Zurückgezogen hatten sich Harry und Meghan ja eigentlich der Privatsphäre wegen. Man wollte finanziell unabhängig sein, überdies dem als übergriffig bekanntem britischen Boulevard entkommen. Was man seither tut, ist genau diesen zu füttern, mit familiären Vorkommnissen, dessen Inhalt man als Außenstehende lieber gar nicht gewusst hätte. So bezichtigte eine Prinz-Gemahlin die andere (Kate) eines „Babygehirns“, William soll am Weg zur eigenen Hochzeit noch nach Alkohol gerochen haben und Charles, nun ja, ist einfach Charles und suhlt sich in ewiger Eifersucht auf die Beliebtheit der Jüngeren.

Am skandalträchtigsten scheint der beschriebene körperliche Angriff des Thronfolgers William auf dessen jüngeren Bruder. Er nennt William seinen Erzfeind, äußert indessen den Wunsch, dass die geschwisterliche Beziehung heilt - eine mit der Publizierung des Buches wohl weniger wahrscheinlich gewordene Wendung.

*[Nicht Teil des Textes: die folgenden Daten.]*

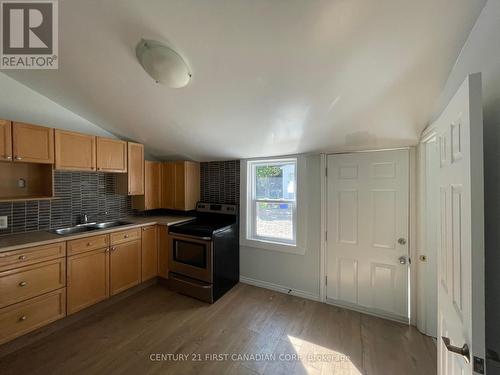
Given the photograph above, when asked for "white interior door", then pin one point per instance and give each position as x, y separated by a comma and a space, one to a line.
461, 233
367, 240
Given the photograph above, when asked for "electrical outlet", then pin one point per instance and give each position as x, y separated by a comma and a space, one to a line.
4, 223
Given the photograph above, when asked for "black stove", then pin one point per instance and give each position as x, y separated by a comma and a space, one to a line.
205, 225
204, 252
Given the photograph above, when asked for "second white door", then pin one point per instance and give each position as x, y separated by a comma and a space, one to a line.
367, 238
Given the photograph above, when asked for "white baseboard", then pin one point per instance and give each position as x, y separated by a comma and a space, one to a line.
279, 288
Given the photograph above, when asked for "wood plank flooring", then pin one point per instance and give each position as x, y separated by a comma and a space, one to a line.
159, 332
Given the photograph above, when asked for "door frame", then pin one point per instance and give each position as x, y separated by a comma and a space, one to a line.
412, 222
428, 134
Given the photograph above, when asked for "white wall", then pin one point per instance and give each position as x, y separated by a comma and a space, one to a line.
20, 103
291, 271
481, 53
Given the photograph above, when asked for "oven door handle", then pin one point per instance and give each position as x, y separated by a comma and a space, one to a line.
181, 236
192, 283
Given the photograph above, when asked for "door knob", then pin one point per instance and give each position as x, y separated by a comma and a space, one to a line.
463, 351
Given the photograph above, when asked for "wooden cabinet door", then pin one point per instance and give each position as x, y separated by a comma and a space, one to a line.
163, 251
168, 185
152, 185
187, 185
32, 143
111, 155
75, 151
125, 266
192, 185
5, 140
135, 168
87, 279
149, 252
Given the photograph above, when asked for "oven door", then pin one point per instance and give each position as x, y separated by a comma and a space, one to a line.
191, 256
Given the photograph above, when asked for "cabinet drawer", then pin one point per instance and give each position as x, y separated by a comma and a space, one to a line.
30, 255
21, 318
86, 244
125, 236
26, 282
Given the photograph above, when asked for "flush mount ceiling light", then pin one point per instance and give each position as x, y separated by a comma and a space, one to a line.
162, 63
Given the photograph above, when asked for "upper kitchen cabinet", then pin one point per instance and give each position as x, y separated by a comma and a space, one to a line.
133, 182
167, 190
5, 140
75, 151
151, 198
187, 185
180, 185
32, 143
111, 155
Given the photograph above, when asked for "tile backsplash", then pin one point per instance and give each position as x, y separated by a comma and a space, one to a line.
220, 181
77, 193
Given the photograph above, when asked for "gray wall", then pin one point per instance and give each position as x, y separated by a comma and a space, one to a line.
299, 272
481, 53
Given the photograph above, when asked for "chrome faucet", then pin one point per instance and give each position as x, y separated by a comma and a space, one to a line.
84, 219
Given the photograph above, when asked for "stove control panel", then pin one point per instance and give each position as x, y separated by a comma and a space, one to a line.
216, 208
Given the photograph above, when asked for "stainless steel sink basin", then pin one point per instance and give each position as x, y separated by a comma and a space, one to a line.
109, 224
89, 227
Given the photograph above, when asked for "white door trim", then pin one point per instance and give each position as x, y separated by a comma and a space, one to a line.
429, 134
411, 232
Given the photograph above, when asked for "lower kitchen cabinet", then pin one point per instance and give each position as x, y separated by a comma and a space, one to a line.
24, 317
125, 266
87, 279
149, 262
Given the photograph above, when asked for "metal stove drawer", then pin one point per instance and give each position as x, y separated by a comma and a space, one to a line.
191, 287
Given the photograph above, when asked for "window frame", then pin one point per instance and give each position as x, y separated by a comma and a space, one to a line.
249, 203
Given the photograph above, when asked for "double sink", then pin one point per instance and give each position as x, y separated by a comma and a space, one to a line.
89, 227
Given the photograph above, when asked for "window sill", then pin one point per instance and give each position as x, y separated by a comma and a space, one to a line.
273, 246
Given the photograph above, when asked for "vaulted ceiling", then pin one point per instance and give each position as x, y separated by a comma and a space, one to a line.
270, 77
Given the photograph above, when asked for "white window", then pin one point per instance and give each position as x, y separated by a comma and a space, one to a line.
269, 207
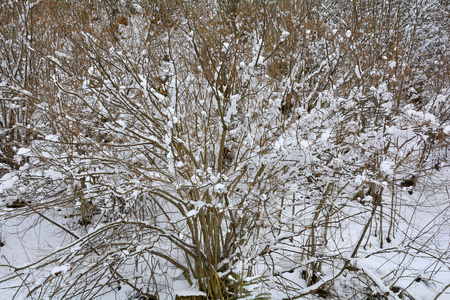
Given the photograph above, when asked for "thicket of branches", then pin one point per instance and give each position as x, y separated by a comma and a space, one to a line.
252, 148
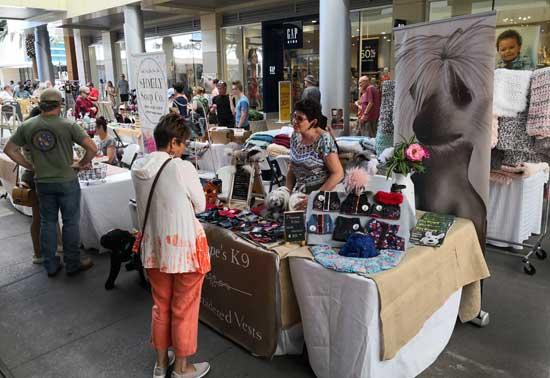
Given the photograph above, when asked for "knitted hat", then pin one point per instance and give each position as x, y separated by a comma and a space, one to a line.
51, 95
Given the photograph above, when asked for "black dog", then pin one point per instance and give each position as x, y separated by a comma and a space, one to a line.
120, 243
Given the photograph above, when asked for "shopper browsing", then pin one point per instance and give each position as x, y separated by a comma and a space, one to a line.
242, 105
221, 104
509, 45
314, 163
107, 145
174, 249
369, 107
50, 140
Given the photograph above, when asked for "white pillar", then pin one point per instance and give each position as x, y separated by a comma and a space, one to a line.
81, 45
43, 54
210, 32
134, 36
109, 55
334, 57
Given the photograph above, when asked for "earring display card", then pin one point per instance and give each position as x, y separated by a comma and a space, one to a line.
345, 224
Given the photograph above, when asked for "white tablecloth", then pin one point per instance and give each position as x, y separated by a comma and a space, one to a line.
341, 323
215, 157
104, 207
515, 210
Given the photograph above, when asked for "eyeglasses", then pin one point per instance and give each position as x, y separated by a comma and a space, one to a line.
297, 117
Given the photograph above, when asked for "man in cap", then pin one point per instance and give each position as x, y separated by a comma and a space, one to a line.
49, 139
311, 91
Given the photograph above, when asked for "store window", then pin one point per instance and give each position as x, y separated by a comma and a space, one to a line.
242, 60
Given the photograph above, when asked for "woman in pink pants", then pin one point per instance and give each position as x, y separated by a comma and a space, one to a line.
174, 249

Erscheinen sollte die Biografie übrigens erst am Dienstag. Eine vermasselte Markteinführung in Spanien ließ stattdessen schon allerhand Details aufkommen, auf welche sich der britische Boulevard - und mit ihm die internationale Presse - freilich stürzte. Spätestens jetzt ist das Narrativ der Memoiren klar, die Institution sei toxisch und überholt, misogyn und nicht zuletzt rassistisch.

Anstatt sich aber, wie ein (ungenauer) Blick auf die britische Kolonialgeschichte in der eigenen Netflix-Dokumentation vermuten ließ, den strukturellen Problemen der Maschinerie zu widmen, verzettelt sich der abtrünnige Prinz in brüderlicher Zwietracht und geschwätzigem Tadel. In einer allumfassenden Debatte um „the institution“ wird dies wohl kaum münden, ebenso wenig in einer langfristigen Einnahmequelle.